Another key difference is that Minix uses segmentation, rather than paging, 
for memory protection. By default, Xen assumes that guest kernels want to have 
a flat memory layout and use paging for memory protection. To facilitate this, 
it installs a GDT, which provides entries for flat kernel and userspace address 
spaces. If you use segmentation, you need to configure your own GDT, either in 
the domain builder of at the start of the kernel boot process. 

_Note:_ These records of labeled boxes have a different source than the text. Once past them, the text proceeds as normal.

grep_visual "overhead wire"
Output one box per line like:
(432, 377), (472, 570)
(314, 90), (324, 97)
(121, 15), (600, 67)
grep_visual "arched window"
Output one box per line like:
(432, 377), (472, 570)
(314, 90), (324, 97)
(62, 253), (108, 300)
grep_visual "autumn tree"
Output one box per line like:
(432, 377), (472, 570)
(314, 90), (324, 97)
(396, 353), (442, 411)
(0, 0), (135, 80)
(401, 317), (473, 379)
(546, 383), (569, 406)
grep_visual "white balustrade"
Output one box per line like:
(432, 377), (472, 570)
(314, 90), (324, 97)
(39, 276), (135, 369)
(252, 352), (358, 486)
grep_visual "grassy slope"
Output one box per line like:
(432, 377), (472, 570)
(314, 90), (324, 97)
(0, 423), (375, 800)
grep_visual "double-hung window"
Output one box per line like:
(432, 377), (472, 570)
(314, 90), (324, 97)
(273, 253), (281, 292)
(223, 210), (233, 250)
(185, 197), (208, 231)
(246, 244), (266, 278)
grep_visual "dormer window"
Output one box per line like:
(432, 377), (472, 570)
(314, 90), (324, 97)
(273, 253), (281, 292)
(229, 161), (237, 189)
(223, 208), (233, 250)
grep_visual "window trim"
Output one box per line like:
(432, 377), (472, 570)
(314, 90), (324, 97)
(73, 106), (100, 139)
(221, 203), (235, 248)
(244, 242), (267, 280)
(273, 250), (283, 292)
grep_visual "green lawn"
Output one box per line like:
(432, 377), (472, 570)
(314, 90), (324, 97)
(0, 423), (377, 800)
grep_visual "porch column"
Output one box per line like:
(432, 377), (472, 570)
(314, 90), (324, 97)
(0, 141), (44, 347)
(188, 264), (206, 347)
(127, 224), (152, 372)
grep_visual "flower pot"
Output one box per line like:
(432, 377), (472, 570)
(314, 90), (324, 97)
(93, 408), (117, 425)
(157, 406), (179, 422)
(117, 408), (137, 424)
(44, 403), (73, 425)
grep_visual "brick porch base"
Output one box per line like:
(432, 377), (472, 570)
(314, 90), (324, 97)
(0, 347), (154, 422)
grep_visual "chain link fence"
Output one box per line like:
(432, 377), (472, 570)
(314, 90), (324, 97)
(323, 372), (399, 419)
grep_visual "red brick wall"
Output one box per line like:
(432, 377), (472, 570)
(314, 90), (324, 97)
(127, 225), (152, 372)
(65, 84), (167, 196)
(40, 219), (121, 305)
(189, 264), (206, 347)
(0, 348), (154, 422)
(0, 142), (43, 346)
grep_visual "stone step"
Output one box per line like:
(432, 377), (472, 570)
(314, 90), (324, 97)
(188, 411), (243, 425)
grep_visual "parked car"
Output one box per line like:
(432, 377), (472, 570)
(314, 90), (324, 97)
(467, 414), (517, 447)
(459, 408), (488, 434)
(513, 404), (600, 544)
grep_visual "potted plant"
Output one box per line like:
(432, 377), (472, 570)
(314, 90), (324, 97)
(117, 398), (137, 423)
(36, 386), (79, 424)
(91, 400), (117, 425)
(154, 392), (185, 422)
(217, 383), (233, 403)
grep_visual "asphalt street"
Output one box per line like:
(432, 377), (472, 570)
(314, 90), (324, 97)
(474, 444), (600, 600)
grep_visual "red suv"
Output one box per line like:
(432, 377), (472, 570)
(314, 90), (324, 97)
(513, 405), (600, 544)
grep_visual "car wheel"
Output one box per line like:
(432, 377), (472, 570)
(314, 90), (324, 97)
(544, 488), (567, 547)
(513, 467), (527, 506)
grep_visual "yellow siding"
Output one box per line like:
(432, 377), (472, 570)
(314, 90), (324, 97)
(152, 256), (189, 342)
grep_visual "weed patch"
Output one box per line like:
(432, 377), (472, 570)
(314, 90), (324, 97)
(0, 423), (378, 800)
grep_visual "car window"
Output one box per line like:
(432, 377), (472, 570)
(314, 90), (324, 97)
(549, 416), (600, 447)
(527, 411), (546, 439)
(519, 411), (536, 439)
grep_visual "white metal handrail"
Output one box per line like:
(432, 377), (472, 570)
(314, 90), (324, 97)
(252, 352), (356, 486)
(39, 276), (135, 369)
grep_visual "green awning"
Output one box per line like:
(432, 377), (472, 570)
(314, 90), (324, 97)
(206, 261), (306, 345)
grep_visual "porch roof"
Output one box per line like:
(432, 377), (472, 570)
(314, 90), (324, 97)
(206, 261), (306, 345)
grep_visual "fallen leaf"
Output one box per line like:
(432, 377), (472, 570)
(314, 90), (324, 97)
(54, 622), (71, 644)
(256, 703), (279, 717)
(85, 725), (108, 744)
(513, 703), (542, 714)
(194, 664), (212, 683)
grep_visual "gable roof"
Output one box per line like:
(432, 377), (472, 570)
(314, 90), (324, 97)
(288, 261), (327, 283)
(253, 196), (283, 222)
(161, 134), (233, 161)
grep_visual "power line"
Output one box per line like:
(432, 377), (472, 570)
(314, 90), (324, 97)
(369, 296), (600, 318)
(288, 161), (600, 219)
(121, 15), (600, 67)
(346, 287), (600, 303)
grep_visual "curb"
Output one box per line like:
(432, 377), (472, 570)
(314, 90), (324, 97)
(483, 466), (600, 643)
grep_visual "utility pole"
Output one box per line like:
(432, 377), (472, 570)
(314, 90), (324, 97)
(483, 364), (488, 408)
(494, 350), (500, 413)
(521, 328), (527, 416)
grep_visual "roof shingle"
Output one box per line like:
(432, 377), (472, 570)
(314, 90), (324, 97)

Adding a new domain builder involves modifying the Xen code. This is a 
problem, because it means that you cannot boot your guest on unmodified Xen. 
Although this may be an acceptable solution in some situations, such as for testing 
or limited deployment, it is not ideal. A better solution is to create a boot loader 
that can use an existing domain builder, and then bootstrap the kernel. 


Boot Environment 


After booting, a guest kernel may not call the BIOS. Instead, it needs to inspect 
the start and shared info pages to get the amount of free memory and the available 
processors. 

One of the first things that needs to be written is a driver for the XenStore. 
Only the console and XenStore devices can be constructed from information in 
the start info page. The remainder need to be bootstrapped using the store. 

The XenStore is a fairly simple device, which closely mirrors the console in 
design. After a driver for one is written, adding a driver for the other is relatively 
simple. A console driver allows some basic user interaction, and so it makes 
development much easier, although later in the boot process something like the 
virtual framebuffer device should replace it if more involved user interaction is 
required. 


Setting Up the Virtual IDT 


Setting up the IDT is slightly different on Xen to native x86, because the way 
interrupts are delivered depends on their type. Exceptions can be delivered to 
a function specified by the interrupt vector as per usual. These handlers are 
installed via the trap table hypercall. Setting these up is fairly simple, and mirrors 
the installation of the IDT, although the structure of the trap table is slightly 
different.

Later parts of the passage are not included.